At Karachi the port authorities were paid their dues in cash, the ship’s manifest merely stated ‘defense stores’ and the customs department was not involved. From the ship the crates were loaded on to between ten and twenty freight wagons for the journey by rail to my warehouse at Ojhri camp or, for a small proportion, direct to Quetta. The wagons were accompanied by armed MODC escorts. This rail movement was a daily event. Ten wagons would take about 200 tons, although I could cope with up to 400 as a maximum. If several ships arrived in quick succession the system broke down, with a build-up of stores at the docks as my men toiled to shift them, while my colonel contended with the railway functionaries for more rolling stock.

At Rawalpindi we had a fleet of 200 vehicles, mostly five– or ten-ton trucks with false and frequently changed number plates, with which to move the weapons further down the pipeline. All the boxes had to be brought to the camp from the railway station to be separated, checked and stored in the warehouse. Everything had to be taken on charge and stock lists updated daily. I insisted on having this information on my desk early every morning.

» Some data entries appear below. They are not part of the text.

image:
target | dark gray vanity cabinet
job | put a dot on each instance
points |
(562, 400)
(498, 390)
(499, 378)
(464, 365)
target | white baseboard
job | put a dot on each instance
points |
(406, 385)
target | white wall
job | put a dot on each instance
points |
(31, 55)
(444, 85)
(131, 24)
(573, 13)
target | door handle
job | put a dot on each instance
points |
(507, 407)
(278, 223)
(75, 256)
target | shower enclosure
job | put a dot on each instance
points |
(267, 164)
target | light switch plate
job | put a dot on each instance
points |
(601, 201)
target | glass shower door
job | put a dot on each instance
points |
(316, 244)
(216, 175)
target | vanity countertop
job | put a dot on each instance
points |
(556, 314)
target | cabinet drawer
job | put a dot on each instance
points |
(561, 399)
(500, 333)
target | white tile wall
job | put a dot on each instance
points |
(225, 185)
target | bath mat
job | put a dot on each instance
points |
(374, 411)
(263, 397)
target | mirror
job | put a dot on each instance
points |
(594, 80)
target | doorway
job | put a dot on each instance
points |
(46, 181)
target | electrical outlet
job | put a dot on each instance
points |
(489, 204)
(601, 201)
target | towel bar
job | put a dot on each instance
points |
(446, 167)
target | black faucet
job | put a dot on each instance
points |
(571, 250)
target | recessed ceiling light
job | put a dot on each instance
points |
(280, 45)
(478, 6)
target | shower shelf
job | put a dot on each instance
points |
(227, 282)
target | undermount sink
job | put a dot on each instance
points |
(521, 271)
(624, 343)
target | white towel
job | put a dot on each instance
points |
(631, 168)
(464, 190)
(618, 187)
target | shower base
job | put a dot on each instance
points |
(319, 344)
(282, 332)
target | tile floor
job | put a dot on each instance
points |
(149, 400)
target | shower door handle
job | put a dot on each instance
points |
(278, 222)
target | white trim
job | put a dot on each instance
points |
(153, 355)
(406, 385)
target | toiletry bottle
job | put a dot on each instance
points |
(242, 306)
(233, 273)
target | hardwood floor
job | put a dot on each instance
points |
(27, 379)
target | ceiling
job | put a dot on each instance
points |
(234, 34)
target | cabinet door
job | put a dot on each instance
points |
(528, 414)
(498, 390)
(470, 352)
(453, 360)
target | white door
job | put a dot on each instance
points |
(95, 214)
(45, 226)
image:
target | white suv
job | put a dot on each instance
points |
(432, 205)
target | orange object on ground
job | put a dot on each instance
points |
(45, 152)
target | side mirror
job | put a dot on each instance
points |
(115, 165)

Next came the business of breaking bulk, and dividing up the weapons and ammunition into consignments for the Parties at Peshawar. This was done in accordance with the allocation priorities that I will describe later. Arms and ammunition is useless sitting at a depot, it needs to be in the hands of the user, so I made it a point of honour to keep the flow moving towards Afghanistan I preferred an almost empty warehouse to a full one—it was also a much less tempting target should a saboteur obtain knowledge of its location, or in the event of an accidental fire. We were, after all, sitting on a potentially very large bang, close to a built-up area. At least 80 per cent of all arms and ammunition used in Afghanistan passed through my warehouse at Ojhri, yet I believe our secret was kept. Despite the daily volume of traffic and activity to and from the camp, we never experienced any incident that suggested security had been breached during those four years.

Every morning, at times varying from 5.00 am to noon, a convoy of trucks with MODC drivers in civilian clothes would leave for Peshawar. It was a 150-kilometre drive, which had to be completed by evening so nothing could leave Rawalpindi later than noon. Every afternoon empty vehicles from the previous day’s delivery arrived back. Our workshop staff were kept frantically busy on maintenance.

To call these vehicles convoys is perhaps misleading, in that the 50-60 trucks did not follow one another in a long column—far from it. We sent them off in small packets of two or three lorries at intervals of five to ten minutes. They merged with the civilian traffic, with the man riding shotgun in the cab having his weapon concealed on the floor. Once, when travelling from Peshawar with the local CIA chief, I challenged him to try to spot any of our vehicles. He failed to do so.

Our main worry was the possibility of road accidents. An officer always travelled with the leading truck and another at the end of the convoy, and we included one or two empty vehicles in case of breakdowns. General Akhtar refused to countenance the possibility of accidents, although he knew our difficulties and that the law of statistics made a few inevitable. He remained adamant that they were not to happen, so I was forced to increase the number of officers on convoy duties to the detriment of training and operational requirements.

In 1986 I calculated that my trucks travelled well over a million kilometres. With such distance accidents happened. The most unfortunate was when a truck hit a car head on. By the time the officer at the rear reached the scene the casualties had been evacuated, and despite enquiries at the nearby hospital he failed to locate the car passengers. It turned out that the car occupants were Army officers and that two had died at the military hospital. There was a lot of unpleasantness as the Army blamed the ISI, despite witnesses testifying that the car was at fault.